What controls are essential when designing experiments with LS215_1460?

Rigorous experimental design with appropriate controls is critical for reliable results with LS215_1460:

• Expression Controls:

  • Non-induced samples to establish baseline expression

  • Empty vector controls to account for vector effects

  • Well-characterized reporter protein (e.g., LacS) as positive expression control

• Genetic Manipulation Controls:

  • Parental strain without modifications

  • Integration of neutral marker at the same site when studying gene deletions

  • Complementation with wild-type gene to verify phenotype causation

• Functional Assay Controls:

  • Heat-denatured LS215_1460 as negative control

  • Known proteins with similar predicted function as positive controls

  • Concentration gradients to establish dose-response relationships

• Environmental Variable Controls:

  • Temperature stability tests (70-85°C range)

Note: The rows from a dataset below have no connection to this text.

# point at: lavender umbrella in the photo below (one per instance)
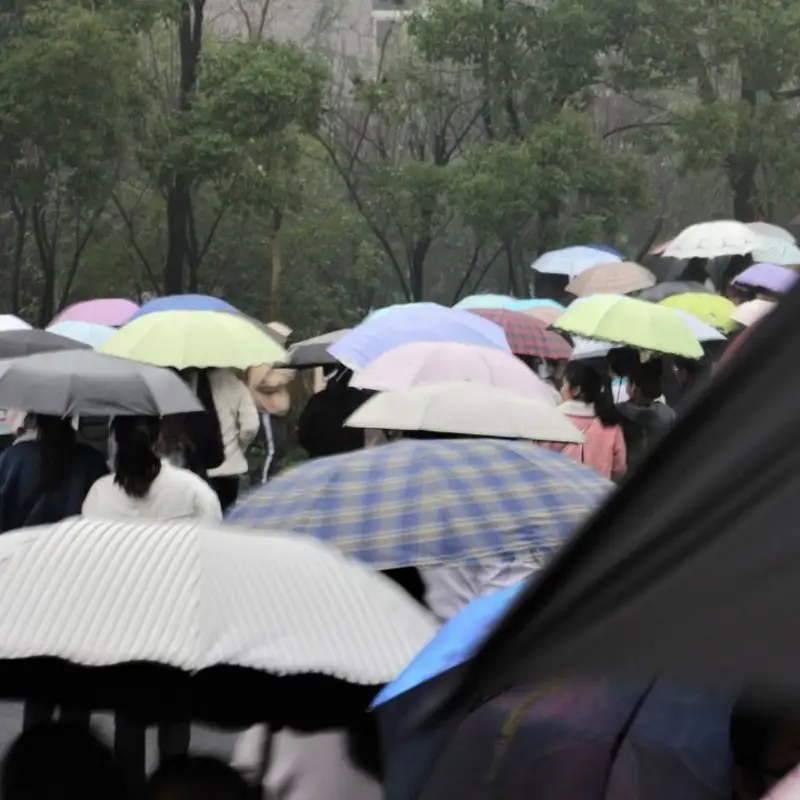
(417, 322)
(113, 311)
(771, 277)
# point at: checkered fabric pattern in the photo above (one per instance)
(527, 335)
(429, 502)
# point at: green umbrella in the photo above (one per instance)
(627, 321)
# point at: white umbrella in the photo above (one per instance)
(95, 593)
(8, 322)
(466, 408)
(572, 261)
(752, 311)
(714, 239)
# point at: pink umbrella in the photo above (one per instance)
(111, 311)
(425, 363)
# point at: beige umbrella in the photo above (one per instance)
(466, 408)
(623, 278)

  • pH variation tests (pH 2-5 range typical for Sulfolobus)

  • Buffer composition controls

• Technical Validation Controls:

  • Multiple independent protein preparations

  • Biological replicates (minimum n=3)

  • Technical replicates for each measurement

When designing experiments, follow systematic experimental design principles , clearly defining:

• Independent variables (e.g., protein concentration, temperature)

• Dependent variables (e.g., activity, binding affinity)

• Confounding variables to control (e.g., buffer composition, pH)

• Appropriate statistical analyses for data interpretation

Proper experimental design ensures reliable, reproducible results that advance our understanding of this fascinating thermophilic archaeal protein.